El «cyberdeck»: el gadget anti-IA que está conquistando a los entusiastas de la tecnología
En un mundo donde la inteligencia artificial se integra cada vez más en dispositivos cotidianos, un movimiento creciente de usuarios busca recuperar el control sobre su experiencia digital. El resultado: el resurgimiento de los cyberdecks, computadoras portátiles de diseño abierto y personalizable que prometen libertad frente a los sistemas cerrados dominados por algoritmos.

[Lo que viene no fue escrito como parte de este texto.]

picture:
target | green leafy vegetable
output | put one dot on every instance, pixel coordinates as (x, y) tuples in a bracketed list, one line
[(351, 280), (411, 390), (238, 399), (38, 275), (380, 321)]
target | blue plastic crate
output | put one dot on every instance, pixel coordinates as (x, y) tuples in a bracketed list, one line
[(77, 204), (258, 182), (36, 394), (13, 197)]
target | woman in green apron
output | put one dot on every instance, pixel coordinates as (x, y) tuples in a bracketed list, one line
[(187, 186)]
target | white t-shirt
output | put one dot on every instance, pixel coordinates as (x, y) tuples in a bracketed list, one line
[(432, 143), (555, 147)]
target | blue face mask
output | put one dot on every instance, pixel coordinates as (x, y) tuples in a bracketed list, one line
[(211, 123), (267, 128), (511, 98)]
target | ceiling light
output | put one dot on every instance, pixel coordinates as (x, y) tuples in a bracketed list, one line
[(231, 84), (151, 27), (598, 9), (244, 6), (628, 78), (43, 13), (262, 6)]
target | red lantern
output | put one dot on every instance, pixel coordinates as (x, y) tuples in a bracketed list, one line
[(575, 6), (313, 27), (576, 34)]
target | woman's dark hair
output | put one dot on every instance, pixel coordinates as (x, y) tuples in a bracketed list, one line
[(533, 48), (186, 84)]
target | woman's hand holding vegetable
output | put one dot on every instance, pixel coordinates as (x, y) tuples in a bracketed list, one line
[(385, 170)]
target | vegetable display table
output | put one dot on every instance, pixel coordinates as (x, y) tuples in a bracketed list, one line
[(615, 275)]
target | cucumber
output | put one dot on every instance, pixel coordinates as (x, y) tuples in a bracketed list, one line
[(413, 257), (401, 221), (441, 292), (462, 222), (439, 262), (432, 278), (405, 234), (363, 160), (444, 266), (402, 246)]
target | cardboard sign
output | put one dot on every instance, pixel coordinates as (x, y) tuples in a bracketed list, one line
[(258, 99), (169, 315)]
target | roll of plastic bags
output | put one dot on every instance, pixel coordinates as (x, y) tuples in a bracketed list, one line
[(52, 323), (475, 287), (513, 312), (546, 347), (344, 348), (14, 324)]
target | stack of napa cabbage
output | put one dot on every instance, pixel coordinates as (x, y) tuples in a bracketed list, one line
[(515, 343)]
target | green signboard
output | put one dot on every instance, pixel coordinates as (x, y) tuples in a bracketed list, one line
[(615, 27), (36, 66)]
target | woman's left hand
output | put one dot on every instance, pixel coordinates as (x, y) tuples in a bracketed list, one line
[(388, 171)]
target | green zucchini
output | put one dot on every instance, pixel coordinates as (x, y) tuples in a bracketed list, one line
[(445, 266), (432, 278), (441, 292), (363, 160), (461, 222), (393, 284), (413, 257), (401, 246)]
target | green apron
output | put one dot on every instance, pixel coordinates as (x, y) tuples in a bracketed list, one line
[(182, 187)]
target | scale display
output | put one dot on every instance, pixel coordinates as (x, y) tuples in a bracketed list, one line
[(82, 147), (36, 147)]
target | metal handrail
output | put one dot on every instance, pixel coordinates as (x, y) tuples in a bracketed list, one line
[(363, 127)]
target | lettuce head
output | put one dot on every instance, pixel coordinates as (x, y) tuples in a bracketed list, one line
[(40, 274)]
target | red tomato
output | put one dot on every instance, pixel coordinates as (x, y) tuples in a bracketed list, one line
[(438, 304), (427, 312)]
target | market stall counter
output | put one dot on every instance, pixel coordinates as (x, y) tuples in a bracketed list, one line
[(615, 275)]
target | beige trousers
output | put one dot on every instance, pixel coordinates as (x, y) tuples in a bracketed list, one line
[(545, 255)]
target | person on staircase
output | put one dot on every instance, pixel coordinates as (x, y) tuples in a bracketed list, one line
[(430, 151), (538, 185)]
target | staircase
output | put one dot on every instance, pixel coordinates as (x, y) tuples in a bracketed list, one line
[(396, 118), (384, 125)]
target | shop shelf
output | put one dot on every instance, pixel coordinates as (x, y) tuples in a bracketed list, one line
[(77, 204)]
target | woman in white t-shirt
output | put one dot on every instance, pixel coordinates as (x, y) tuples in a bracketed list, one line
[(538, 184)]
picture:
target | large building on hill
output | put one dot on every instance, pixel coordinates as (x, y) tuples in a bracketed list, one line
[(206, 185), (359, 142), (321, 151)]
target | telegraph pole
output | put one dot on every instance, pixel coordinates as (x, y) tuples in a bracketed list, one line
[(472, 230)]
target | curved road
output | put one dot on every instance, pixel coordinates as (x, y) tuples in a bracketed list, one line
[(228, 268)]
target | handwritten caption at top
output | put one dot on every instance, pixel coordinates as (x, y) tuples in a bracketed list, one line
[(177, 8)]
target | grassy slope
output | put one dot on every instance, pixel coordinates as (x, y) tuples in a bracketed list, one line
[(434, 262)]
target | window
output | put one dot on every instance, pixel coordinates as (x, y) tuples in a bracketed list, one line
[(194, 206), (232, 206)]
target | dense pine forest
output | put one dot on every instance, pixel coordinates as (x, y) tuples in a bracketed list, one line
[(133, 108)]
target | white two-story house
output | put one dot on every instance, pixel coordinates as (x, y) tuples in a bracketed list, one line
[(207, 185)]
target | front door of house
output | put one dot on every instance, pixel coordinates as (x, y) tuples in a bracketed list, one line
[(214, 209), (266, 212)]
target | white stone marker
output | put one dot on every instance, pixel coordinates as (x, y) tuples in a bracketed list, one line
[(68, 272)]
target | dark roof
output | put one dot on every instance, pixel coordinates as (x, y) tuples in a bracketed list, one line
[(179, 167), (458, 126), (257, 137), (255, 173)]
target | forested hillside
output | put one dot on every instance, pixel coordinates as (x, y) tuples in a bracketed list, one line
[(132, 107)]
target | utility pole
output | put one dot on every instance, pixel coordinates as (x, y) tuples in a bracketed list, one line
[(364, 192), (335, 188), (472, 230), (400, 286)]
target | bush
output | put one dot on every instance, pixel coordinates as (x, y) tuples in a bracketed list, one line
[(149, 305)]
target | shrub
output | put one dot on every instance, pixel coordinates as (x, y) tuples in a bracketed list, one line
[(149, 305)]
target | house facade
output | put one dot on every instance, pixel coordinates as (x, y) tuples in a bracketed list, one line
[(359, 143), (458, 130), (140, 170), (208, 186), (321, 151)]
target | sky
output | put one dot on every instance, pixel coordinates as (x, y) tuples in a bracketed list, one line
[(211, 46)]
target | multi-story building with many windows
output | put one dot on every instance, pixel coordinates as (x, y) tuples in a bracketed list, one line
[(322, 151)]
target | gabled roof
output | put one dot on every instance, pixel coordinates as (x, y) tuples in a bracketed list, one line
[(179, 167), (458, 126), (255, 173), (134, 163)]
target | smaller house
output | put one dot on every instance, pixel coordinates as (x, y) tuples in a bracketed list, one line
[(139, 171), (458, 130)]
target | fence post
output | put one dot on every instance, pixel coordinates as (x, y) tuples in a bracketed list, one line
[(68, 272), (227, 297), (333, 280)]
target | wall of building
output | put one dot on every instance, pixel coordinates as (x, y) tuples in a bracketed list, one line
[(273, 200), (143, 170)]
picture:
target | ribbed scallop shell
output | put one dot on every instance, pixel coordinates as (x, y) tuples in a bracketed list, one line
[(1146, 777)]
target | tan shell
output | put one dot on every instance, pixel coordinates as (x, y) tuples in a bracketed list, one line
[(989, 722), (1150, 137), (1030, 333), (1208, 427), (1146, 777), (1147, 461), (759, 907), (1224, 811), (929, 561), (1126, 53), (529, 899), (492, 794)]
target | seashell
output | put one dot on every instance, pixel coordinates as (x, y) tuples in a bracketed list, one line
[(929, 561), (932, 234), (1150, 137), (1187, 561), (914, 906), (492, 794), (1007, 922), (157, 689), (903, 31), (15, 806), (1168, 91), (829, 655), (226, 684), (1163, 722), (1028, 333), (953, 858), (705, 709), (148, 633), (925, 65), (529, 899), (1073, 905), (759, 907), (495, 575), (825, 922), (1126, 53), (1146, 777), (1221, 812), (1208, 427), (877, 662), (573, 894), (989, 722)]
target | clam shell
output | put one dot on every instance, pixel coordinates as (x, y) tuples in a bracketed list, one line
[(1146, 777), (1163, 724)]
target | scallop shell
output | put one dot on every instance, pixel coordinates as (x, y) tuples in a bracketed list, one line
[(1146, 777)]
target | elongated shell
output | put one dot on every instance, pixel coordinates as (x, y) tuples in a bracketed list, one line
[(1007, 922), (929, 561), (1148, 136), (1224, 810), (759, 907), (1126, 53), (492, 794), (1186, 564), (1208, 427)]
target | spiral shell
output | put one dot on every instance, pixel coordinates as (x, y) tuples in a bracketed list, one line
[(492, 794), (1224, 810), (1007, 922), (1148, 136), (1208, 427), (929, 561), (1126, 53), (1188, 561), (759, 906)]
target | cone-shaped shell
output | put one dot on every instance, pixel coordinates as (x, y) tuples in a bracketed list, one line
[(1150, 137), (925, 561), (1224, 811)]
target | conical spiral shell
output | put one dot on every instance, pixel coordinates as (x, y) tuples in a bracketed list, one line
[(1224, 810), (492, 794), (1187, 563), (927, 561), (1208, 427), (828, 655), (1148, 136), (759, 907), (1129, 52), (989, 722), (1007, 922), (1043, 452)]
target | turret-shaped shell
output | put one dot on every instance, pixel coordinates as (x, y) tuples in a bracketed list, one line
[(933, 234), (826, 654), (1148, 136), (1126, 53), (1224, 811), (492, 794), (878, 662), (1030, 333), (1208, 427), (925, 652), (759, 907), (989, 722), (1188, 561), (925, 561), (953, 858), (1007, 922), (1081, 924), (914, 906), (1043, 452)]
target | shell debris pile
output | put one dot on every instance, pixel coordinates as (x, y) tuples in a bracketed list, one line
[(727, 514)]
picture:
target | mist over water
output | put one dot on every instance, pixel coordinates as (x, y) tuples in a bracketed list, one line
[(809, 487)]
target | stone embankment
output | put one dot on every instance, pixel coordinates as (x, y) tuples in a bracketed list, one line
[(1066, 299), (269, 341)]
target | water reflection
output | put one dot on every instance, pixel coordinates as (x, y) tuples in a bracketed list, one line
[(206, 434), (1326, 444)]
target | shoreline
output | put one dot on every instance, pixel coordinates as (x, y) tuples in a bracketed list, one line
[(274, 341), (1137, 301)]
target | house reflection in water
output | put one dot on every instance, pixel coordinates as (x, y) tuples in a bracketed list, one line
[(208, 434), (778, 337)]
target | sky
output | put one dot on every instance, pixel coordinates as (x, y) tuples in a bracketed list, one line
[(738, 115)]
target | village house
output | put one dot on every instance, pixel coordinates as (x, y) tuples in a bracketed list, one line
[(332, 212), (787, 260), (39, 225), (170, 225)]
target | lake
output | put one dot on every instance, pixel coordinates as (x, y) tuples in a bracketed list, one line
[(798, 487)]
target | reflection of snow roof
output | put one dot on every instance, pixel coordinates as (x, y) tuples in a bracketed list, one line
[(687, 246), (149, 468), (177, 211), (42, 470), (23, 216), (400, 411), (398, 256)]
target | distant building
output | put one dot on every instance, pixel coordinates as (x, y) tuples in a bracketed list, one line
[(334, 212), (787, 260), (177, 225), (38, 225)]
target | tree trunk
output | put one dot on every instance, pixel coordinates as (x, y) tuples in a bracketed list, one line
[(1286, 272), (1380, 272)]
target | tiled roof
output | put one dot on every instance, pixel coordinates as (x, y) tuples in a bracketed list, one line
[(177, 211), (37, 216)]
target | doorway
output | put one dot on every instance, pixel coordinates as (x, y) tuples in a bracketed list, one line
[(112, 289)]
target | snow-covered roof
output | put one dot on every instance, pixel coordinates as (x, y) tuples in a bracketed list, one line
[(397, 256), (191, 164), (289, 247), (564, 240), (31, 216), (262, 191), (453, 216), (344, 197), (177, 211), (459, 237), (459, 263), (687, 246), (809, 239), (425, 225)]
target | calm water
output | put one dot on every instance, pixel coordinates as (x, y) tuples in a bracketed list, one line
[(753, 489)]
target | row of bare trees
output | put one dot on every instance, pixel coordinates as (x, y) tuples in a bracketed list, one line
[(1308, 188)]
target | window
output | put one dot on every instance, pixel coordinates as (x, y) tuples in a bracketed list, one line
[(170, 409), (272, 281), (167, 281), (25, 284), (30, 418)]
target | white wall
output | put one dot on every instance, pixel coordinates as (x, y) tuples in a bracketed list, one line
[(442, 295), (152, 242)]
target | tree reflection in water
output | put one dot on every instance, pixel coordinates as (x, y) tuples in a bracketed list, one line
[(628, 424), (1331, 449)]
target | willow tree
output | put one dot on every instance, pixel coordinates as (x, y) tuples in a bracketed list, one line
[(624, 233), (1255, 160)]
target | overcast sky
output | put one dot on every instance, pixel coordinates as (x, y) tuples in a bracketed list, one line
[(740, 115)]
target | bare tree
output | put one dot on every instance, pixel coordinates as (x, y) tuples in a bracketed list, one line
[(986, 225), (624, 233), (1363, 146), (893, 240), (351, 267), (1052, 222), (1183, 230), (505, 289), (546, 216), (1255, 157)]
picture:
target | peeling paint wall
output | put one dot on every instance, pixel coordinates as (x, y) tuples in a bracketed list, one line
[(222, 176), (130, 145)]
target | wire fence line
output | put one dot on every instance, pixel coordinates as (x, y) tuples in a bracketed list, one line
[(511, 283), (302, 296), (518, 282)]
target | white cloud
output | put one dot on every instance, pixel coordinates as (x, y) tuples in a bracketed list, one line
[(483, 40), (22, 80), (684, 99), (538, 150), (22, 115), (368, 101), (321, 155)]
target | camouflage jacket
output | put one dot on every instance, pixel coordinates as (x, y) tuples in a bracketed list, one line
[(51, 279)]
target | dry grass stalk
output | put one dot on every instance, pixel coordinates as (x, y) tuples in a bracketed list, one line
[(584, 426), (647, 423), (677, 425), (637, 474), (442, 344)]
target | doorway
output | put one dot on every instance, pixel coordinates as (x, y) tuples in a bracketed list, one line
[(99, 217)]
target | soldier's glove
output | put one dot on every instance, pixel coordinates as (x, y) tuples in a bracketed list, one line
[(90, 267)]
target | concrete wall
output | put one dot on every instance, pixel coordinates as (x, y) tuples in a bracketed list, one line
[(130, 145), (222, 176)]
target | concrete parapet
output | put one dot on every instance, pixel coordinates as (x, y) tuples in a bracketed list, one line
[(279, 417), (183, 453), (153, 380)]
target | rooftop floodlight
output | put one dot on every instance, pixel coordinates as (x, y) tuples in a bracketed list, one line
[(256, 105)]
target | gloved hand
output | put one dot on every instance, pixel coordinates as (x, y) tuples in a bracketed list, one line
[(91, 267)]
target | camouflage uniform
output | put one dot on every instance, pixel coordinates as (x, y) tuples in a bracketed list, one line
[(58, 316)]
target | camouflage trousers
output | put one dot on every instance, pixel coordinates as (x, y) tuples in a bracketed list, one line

Estos dispositivos, que evocan la estética retrofuturista de los años 80 y 90, están ganando popularidad entre desarrolladores, artistas y hackers que rechazan las limitaciones impuestas por fabricantes como Apple, Microsoft o Google. A diferencia de una laptop convencional, un cyberdeck no viene con un sistema operativo preinstalado ni restricciones de hardware. Su atractivo radica en la posibilidad de ensamblarlo desde cero, eligiendo cada componente según las necesidades del usuario.
¿Por qué ahora?
El auge de los cyberdecks coincide con un momento de desconfianza hacia la IA generativa y los modelos de negocio que dependen de ella. Muchos usuarios están cansados de que sus datos sean utilizados para entrenar algoritmos sin su consentimiento explícito, o de que sus dispositivos se vuelvan obsoletos por actualizaciones forzadas. En este contexto, construir un cyberdeck se convierte en un acto de resistencia tecnológica.
«No quiero que mi computadora decida por mí qué aplicaciones puedo instalar o qué archivos puedo abrir», explica un usuario identificado como @cyberdeck_enthusiast en un video publicado en YouTube. Su dispositivo, ensamblado con piezas de segunda mano y una Raspberry Pi, es un ejemplo de cómo la filosofía DIY (hazlo tú mismo) está ganando terreno en la era digital.
Más que un gadget: una declaración de principios
Los cyberdecks no son solo herramientas funcionales, sino también objetos de expresión personal. Algunos usuarios los diseñan con estética cyberpunk, incorporando pantallas retroiluminadas, teclados mecánicos y carcasas impresas en 3D. Otros priorizan la portabilidad, creando dispositivos del tamaño de un libro que pueden llevarse a cualquier parte.
En plataformas como Instagram, comunidades enteras comparten sus creaciones, desde modelos minimalistas hasta versiones que parecen sacadas de una película de ciencia ficción. El siguiente ejemplo muestra un cyberdeck con múltiples pantallas y un diseño modular:
Desafíos y limitaciones
A pesar de su atractivo, los cyberdecks no son para todos. Su ensamblaje requiere conocimientos técnicos avanzados, desde la elección de componentes compatibles hasta la instalación de sistemas operativos como Linux. Además, al no ser productos comerciales, carecen de soporte técnico oficial y garantías.
Otro obstáculo es la disponibilidad de piezas. Muchos usuarios recurren a mercados de segunda mano o importan componentes de diferentes países, lo que puede encarecer el proceso. Sin embargo, para sus defensores, estas dificultades son parte del encanto: «Si algo sale mal, lo arreglas tú mismo. No dependes de una corporación para que te dé permiso», comenta otro entusiasta en un foro especializado.
El futuro de los cyberdecks
Aunque aún son un nicho, los cyberdecks reflejan una tendencia más amplia: la búsqueda de alternativas a la tecnología masiva. Empresas como Framework ya exploran laptops modulares con filosofía similar, aunque en un formato más accesible. Mientras tanto, en comunidades como r/cyberDeck en Reddit, los usuarios siguen compartiendo diseños y tutoriales para inspirar a nuevos adeptos.
En un ecosistema tecnológico cada vez más homogéneo, los cyberdecks ofrecen algo que escasea: la posibilidad de decidir cómo interactuar con la tecnología, sin intermediarios. Ya sea por privacidad, creatividad o simple rebeldía, estos dispositivos están demostrando que, en la era de la IA, aún hay espacio para lo artesanal.